NASHVILLE — After an attack in Chattanooga that led to the deaths of five U.S. service members, Tennessee state officials determined that National Guard members who have carry permits could bring their personal guns to state-owned facilities.
Members with permits may also carry federally issued weapons on federal sites. In either case though, those soldiers will conceal that they’re carrying those weapons, as opposed to carrying them openly, said Maj. Gen. Max Haston, head of the Tennessee National Guard.
“What I don’t want to happen is it to turn into my gun is bigger than your gun; I’ve got a better gun than you’ve got,” Haston said Tuesday after leaving a state legislative hearing.
“Just keeping it low profile. The greatest deterrent that you have out there is a deterrent that is not seen. Makes people keep guessing”
Haston clarified that some service members will wear gun belts, which may be visible. But during the hearing, he said he doesn’t want the guns to become a distraction for guard members.
That didn’t sit well with some of the Republican lawmakers in attendance at the meeting.

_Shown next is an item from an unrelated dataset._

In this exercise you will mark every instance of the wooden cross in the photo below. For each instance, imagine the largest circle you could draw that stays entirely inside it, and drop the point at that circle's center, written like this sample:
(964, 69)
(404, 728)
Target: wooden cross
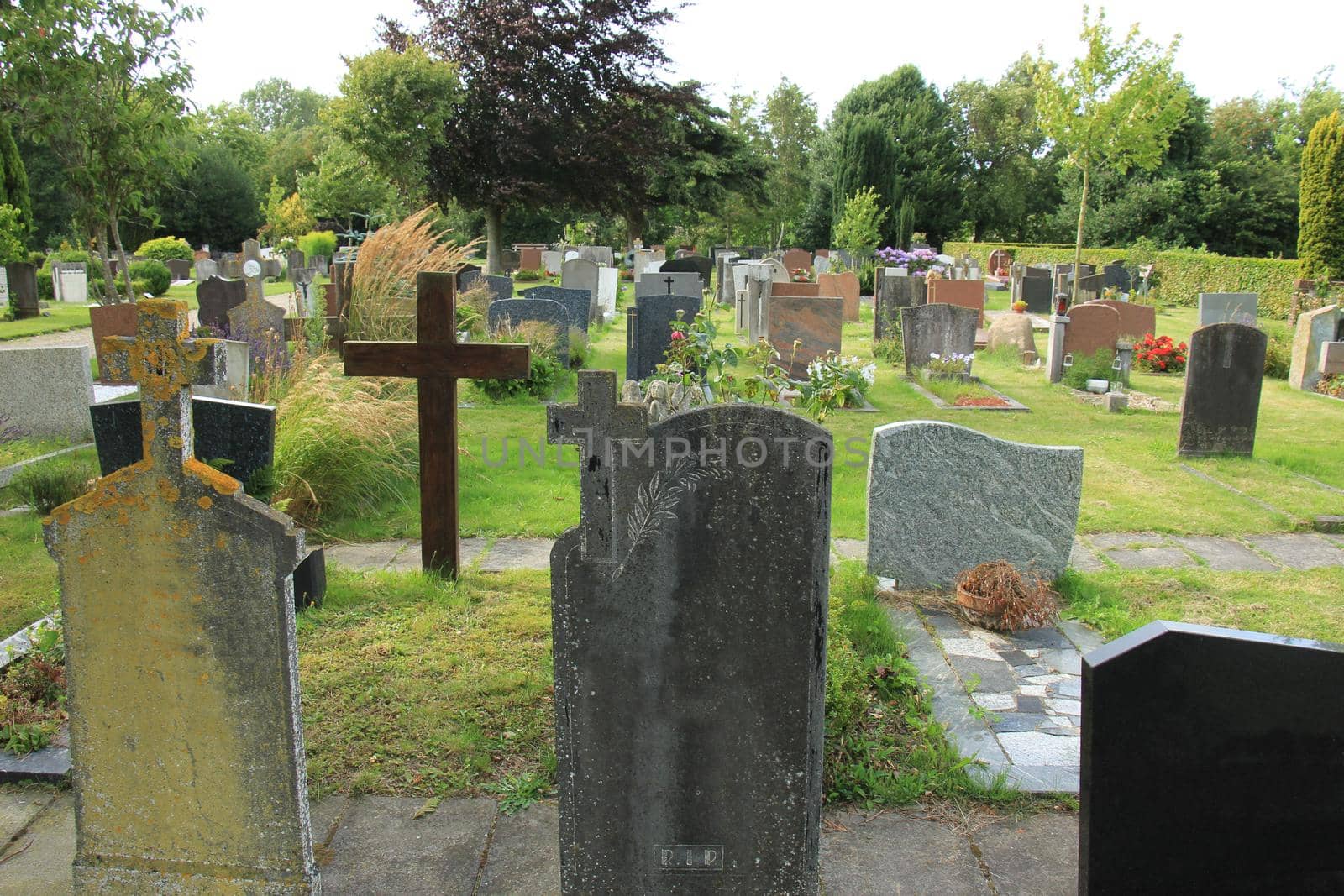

State Sen. Janice Bowling said she opposes signs that say guns are prohibited in a building — creating what she called a “gun-free zone” — and likes it when she sees people carrying weapons.
Sen. Mark Green, a military veteran, said he thought it wasn’t right that service members had to go through civilian training to receive a carry permit after they’re trained on weapons in the military.
Haston argued that only a third of National Guard members are trained on handguns, while most are trained on rifles or other weapons. Green believes they still have the necessary knowledge to adequately carry a handgun.
Sen. Richard Briggs, who spent decades as a doctor in the military, disagreed. He said he would feel “uncomfortable” giving a gun to someone who hadn’t trained on how to use that weapon.
Haston also noted there have been both accidental discharges with service members and, in a 2013 incident in Millingon, Tenn., a National Guard member brought a gun to an armory and wounded three people.
Haston provided the same presentation to House lawmakers Monday. In addition to allowing some members to carry guns, he believes installing new security measures such as a high-grade fences or other barriers would go a long way toward making facilities safer.
All of the proposed improvements would cost an estimated $18.2 million.
Lawmakers likely won’t be able to make any changes until they return to Nashville in January for the regular legislative session of the General Assembly.